Carolina student seating isn’t nearly as good as years ago, but getting tickets is easier

By R.L. Bynum

Today’s Carolina students have no idea how much better seats their predecessors enjoyed at Tar Heels games decades ago — or how much easier ticket distribution is for them.

The university has to take care of Rams Club members who support the athletics programs. But college sports should be all about the athletes and their fellow students, and it’s too bad that UNC students don’t get better seats at games.

Duke gets plenty of hype because of the Cameron Crazies’ impact on basketball games. But if Carolina students had the best courtside seats at games just like the Duke students — instead of just a couple of hundred in the risers behind one basket — they could also make more of a difference.

It took 20 inches of snow in 2000 to give Carolina students a chance to prove it. When most fans couldn’t make it to the game, the ones who managed to make it to the Smith Center — mostly students — filled the many empty lower-level seats after the first television timeout.

With loud students surrounding the court, the unranked Tar Heels rallied from an 11-point deficit with a 14–0 run to snap a four-game losing streak with a 75–63 victory over No. 22 Maryland. They stormed the court after the game.

The students’ impact on helping Carolina rally that snowy day is why the risers have been behind one baseline since the 2000–01 season.

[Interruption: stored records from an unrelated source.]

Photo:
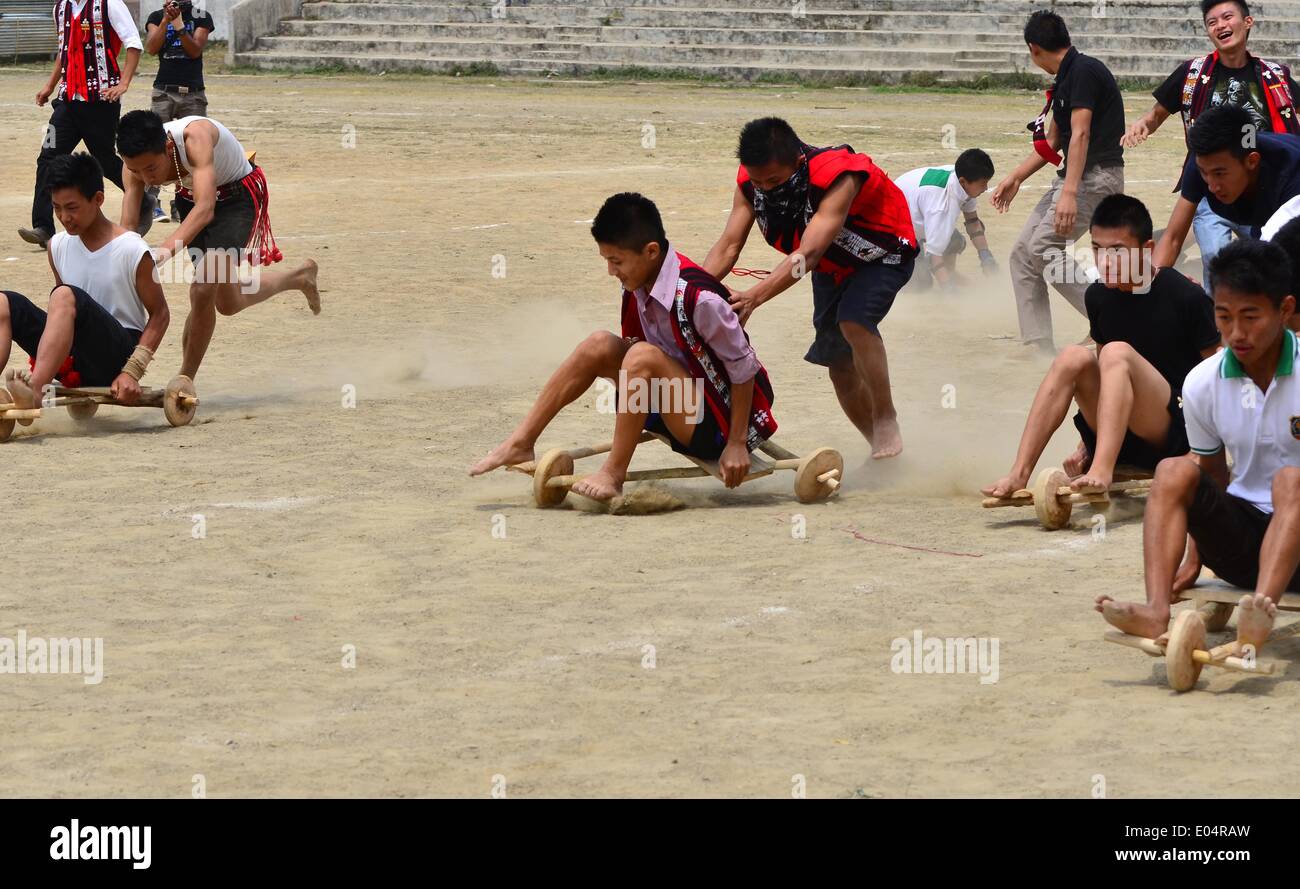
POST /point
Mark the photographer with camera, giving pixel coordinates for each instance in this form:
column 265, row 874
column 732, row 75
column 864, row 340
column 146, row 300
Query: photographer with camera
column 178, row 34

The seating for basketball and football is dramatically different than when my wife and I were students in the 1980s, although we had to work a lot harder to get those tickets.

The students sat in the lower part of Kenan Stadium on the south (home) side for football games. The student section started around the 45-yard line and went to the stadium’s edge (which ended at the corner those days and didn’t wrap around).

Today’s students sit behind the west-side end zone, and their views aren’t nearly as good.

For men’s basketball games, students filled the bleachers in Carmichael Auditorium, giving them a chance to be a factor just like the Crazies. There was additional overflow seating high in the arena.

Because the Smith Center is much bigger than Carmichael, many more student tickets are available there. But, other than the students in the risers, most students are far away from the court.

There are so many seats available to students that, for years, they have only used all of them for the Duke game. That led UNC to create a season-ticket plan for non-students who aren’t Rams Club members that doesn’t include the game against the Blue Devils.

Until this season, students at women’s basketball games sat in the bleachers. But, in a move partially designed to make them more visible to television audiences, most of the student seating is around the corner of the north side of Carmichael Arena, closest to the visitor’s bench. Game cameras are behind the bleachers.

Overflow seating is in the upper sections on the north side, and students filled all those seats for the 61–56 Jan. 19 win over Duke, when a school record of more than 1,500 fans supported Coach Courtney Banghart’s team. There were some nervous students in long lines before that game who wondered if they’d get into the game.

The shift has created plenty of distractions for opponents attempting free throws on that end, with students setting up the “Curtain of Chaos” behind the basket.

The good news for today’s students is that getting tickets isn’t nearly as time-consuming as it used to be. This season, students could get men’s basketball tickets for the non-conference games by just showing up on game day.

For the rest of the games — and football games — they enter a ticket lottery for a chance to get tickets.


It didn’t use to be that easy.

In the late-1970s, students waited in long lines outside Kenan Stadium early in the morning on game day to grab the best football tickets.

Those were the days when you only had to be 18 to buy beer, and many students somehow managed to procure liquor even though you had to be 21 to buy it. By the time the gates opened, many students had downed their share of beer and liquor and were in quite a lively mood.

In the 1980s, ticket distribution shifted to the week before.

For some highly anticipated football games, many students slept overnight in sleeping bags on the sidewalks around and near Carmichael Auditorium to ensure they snagged those coveted tickets. It, of course, turned into more of a party (with, perhaps, some studying), but it took a lot of effort.

After those distributions, there was plenty of evidence along the sidewalks that students boosted beer sales that week.

For men’s basketball in the 1980s, it was a different sort of time-consuming experience.

Students had to wait hours in Carmichael Auditorium to ensure they got tickets. You didn’t have to stay there for hours, but one representative from your group had to be there for the hourly check-ins to keep your place in line.

Living in Alexander Dorm had many advantages, and its proximity to Carmichael during those ticket distribution days was one of them.

Duke students get better seats but have to earn them by camping in Krzyzewskiville for weeks.

UNC students shouldn’t have to wait overnight for tickets, but it’s too bad that their seats aren’t as good as the ones that students enjoyed years ago.

Photo via @GoHeels


1 Comment

  1. I agree. We need Carolina Crazies right on the court like the Dookies. I am a ‘67 UNC grad and I look for the students to cheer on our teams. The Rams Club just sit there with arms folded. They need to be moved back and allow the ball players to get the encouragement they deserve. Go Heels!